Aluminum is seen by many hot rodders as a very exotic material when used in a block. There’s always a trade-off between weight savings and strength when compared to an iron block, but aluminum blocks are still plenty stout for most applications. A cast-iron Dart Big M block weighs from 250 to 280 pounds, depending on deck height and bore size. On the other hand, a Big M aluminum block weighs from 140 to 160 pounds. As you can see, there’s typically a bit over a 100-pound difference in weight. Similarly, an Iron Eagle small-block weighs from 208 to 224 pounds, while an aluminum Dart small-block weighs 105 to 120 pounds. Again, the difference is roughly 100 pounds. The aluminum blocks will handle substantial power when set up properly, but iron is much stronger ultimately. With an aluminum small-block, once you go over about 900 hp it’s time to go to an iron block. With a big-block that figure is more like 1,100 hp. There are a lot of variables, of course, but those are pretty safe estimates.

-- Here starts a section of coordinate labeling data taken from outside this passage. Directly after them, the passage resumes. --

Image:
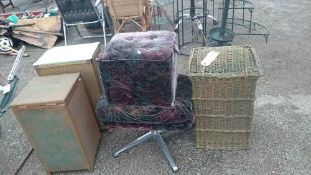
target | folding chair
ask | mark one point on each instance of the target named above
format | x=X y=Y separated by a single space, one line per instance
x=81 y=12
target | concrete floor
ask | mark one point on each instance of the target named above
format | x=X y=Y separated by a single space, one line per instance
x=281 y=127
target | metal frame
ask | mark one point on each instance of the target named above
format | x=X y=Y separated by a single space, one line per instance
x=12 y=79
x=3 y=6
x=101 y=18
x=155 y=135
x=194 y=17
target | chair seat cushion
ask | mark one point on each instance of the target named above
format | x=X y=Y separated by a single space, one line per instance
x=140 y=68
x=150 y=117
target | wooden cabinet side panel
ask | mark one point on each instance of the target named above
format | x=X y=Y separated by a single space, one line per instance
x=88 y=75
x=52 y=138
x=84 y=121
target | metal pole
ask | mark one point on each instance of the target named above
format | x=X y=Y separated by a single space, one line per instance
x=224 y=18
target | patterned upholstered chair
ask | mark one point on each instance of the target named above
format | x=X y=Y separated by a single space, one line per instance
x=142 y=92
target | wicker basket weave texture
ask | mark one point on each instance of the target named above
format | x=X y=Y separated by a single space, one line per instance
x=223 y=96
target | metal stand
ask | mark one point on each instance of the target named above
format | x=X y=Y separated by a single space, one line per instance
x=238 y=22
x=198 y=28
x=222 y=35
x=157 y=137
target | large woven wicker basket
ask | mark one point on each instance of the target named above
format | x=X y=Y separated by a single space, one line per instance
x=223 y=96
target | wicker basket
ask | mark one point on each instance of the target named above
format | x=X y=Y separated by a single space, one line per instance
x=223 y=96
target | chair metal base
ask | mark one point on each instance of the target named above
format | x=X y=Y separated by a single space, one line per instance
x=157 y=137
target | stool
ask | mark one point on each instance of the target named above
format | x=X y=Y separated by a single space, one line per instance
x=57 y=118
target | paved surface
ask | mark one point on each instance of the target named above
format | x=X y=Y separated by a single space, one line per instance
x=281 y=127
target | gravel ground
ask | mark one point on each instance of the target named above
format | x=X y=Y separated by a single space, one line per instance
x=281 y=127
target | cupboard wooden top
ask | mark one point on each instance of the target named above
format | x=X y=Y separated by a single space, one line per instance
x=72 y=54
x=46 y=90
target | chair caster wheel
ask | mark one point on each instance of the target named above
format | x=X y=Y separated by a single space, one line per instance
x=215 y=22
x=175 y=169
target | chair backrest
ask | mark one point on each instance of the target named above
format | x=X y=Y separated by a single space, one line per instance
x=74 y=11
x=126 y=8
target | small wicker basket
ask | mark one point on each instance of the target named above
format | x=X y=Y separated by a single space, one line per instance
x=223 y=96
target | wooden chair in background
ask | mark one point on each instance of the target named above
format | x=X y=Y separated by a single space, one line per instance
x=125 y=11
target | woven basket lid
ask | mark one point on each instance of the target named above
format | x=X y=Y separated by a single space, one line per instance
x=232 y=61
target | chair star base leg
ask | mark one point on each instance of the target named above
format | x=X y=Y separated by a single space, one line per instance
x=157 y=137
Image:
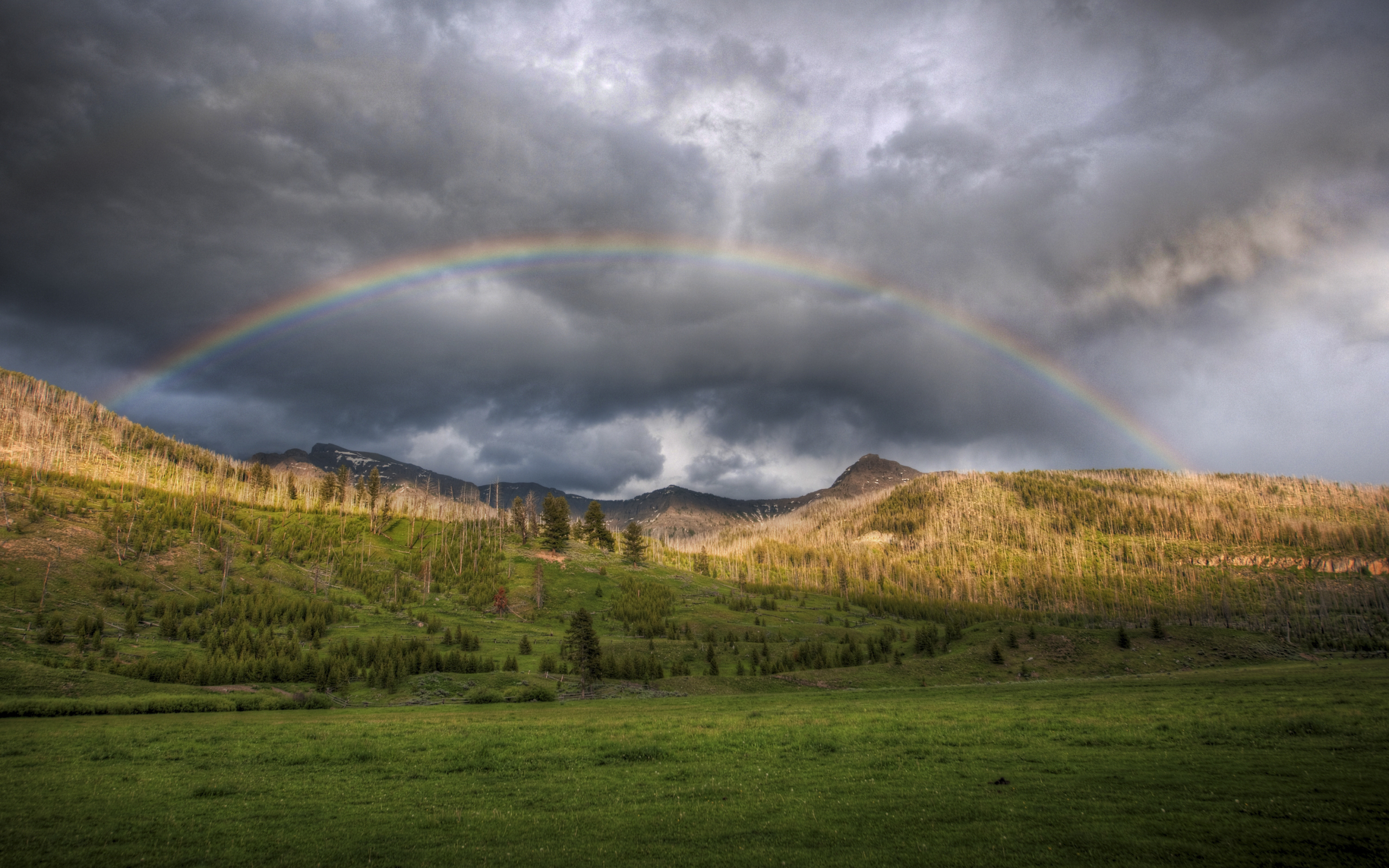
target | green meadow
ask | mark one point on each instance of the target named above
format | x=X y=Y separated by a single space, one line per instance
x=1277 y=764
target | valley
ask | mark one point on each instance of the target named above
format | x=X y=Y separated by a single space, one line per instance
x=1192 y=663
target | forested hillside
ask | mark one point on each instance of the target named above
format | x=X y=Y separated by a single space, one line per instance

Dart’s diverse range of Mouse motor blocks—in ascending order of strength—includes the SHP, Little M, and Iron Eagle. The SHP was designed as an upgraded stock replacement block. It is cast from gray iron and incorporates all the most sought-after features of the various evolutions of the Gen 1 small-block such as siamesed cylinder bores, priority main oiling, and four-bolt main caps on the center three saddles. The SHP has a standard deck height of 9.025 inches along with standard 350 main bearings and standard cam bearings. It also has provisions for OE-style roller lifters and spider. For applications that require more durability, the SHP Pro block uses billet steel four-bolt main caps on all five saddles that are anchored with ARP studs. Furthermore, the SHP Pro has a big-block Chevy cam bore and larger 0.904-inch lifter bores. These features greatly enhance stability in high-rpm usage.